One might ask, why?!? Others may ask, how does one prepare a John Madden for a Thanksgiving feast? Honestly it is not very easy, in fact it is quite labor intensive but so worth it. About a month before Thanksgiving, we feed him a turducken each day, until 2 days before Thanksgiving. Some of you loyal readers might not be familiar with what a John Madden fattening turducken is. So, this is what it entails (Please note the numbers I have provided for you to follow along, it's basically like stacking a set of Russian stack dolls, only we start stuffing the smallest bird into the larger bird): 7-parakeet, 8-starling, 6-magpie, 9-pigeon, 5-crow, 10-mud duck, 4-flamingo, 11-spotted owl, 3-whopping crane, 12-buzzard, 2-bald eagle, and 1-turkey, plus any other seasoning that may be applicable. On year, Gates told us a that lamb fries would be great treat to stuff inside the parakeet, but Quigibo got violently ill, so we haven't done it since.

Unfortunately, we found out this year that our John Madden had a mate. Low and behold it was a Brett Farve!! Man Gates needs to keeps his Farves out of the Madden's pen! This year there was all sorts of half washed up quarterbacks and half fat sports announcers all over the place! Thankfully, we were able to separate our purebread Madden from the half breeds. I'm not sure a Madden/Farve mixture would taste as good.

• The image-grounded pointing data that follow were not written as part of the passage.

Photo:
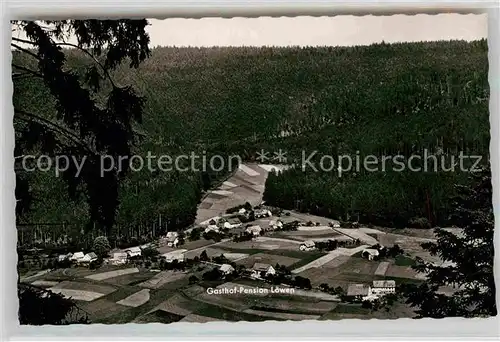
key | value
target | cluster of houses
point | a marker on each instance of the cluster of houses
(79, 258)
(378, 289)
(258, 269)
(256, 272)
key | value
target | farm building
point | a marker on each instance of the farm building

You might also wonder how in the world does Barby fit that oversized Madden in the oven? She doesn't we hire a backhoes to come and dig a oversized pig roasting pit to cook him in. The whole process takes about 5 cords of wood, and 2 whole days of cooking time! Next year, I think we will rent a dumpster and fill it with peanut oil to deep fry that fat Madden! Also, we will bypass feeding John Madden turduckens for a month and will just stuff him with the whole turducken before we cook him. Mmmmm, tasty....I can wait for leftover Madden sandwiches to take to work!